Back in early March, we covered
news that AT&T was instituting broadband meters after years of providing unlimited service. For standard DSL customers, 'unlimited' now means 150GB per month, while U-verse subscribers have a higher cap of 250GB/s. AT&T
claims that these caps are necessary due to the fact that a small number of customers consume a huge amount of bandwidth.
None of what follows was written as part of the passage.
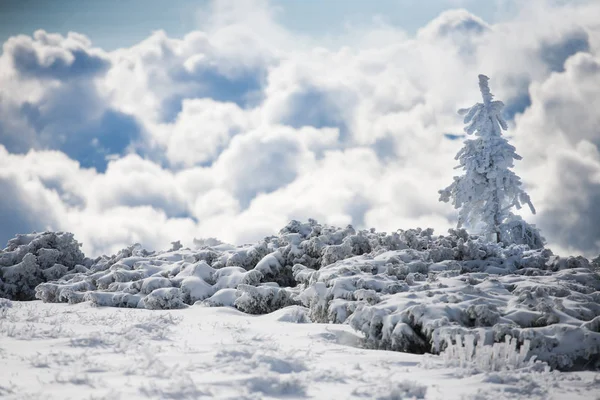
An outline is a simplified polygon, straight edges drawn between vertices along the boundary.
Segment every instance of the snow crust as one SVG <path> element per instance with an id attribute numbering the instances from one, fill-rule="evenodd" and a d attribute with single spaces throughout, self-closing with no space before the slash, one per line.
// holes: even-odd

"AT&T has experienced a dramatic increase in the amount of data that is sent and received over its wireline broadband networks. This dramatic increase is driven primarily by a small fraction of our customers. In fact, the top 2% of customers use about 20% of the total capacity on our network. A single high traffic user can utilize the same amount of data capacity as 19 typical households. Lopsided usage patterns can cause congestion at certain points in the network, which can slow Internet speeds and interfere with other customers' access to and use of the network."
AT&T provides a web utility for viewing your additional usage; a screenshot of the author's usage for the month of April is shown below:
AT&T intends to pursue a sort of three-strikes policy.
In the following months, we will send you additional notices each month when your usage exceeds 65%, 90% and 100% of your monthly usage allowance. If you exceed your monthly allowance a second time, AT&T will send you a notice advising you that the next time you exceed your allowance - the third time - you will be billed $10 for each 50 GB of data over your allowance.
This Isn't About Network Traffic
We're skeptical that AT&T's new bandwidth caps have anything to do with traffic shaping or maintaining QOS. Bandwidth caps are a poor way to deal with network congestion—they're unpopular with customers, and they don't address the fact that bandwidth loads occur at certain peak hours. There's no proof that capping monthly bandwidth leads to any sort of change in a person or household's usage at peak.
If AT&T actually wanted to save bandwidth, they'd be throttling certain kinds of traffic and using packet shaping. Granted, this can backfire with customers as well--Comcast
took a lot of heat for it once upon a time—but at least throttling/packet shaping attempts to directly treat the issue.
The gap between U-Verse and regular customers is also frustrating, given that there are those of us who live in places where U-Verse isn't available (or those who don't want it). The 100GB difference is a none-too-subtle shove in the direction of signing up for AT&T's own rich multimedia services. Such caps also impact the attractiveness of services like GoogleTV—bandwidth hungry families are less likely to buy such products if they come with a $20-$30 surcharge from their Internet provider.
At least one of us at Hot Hardware will be leaving AT&T as a result of this change, though we'll be surprised if consumers in general raise a ruckus.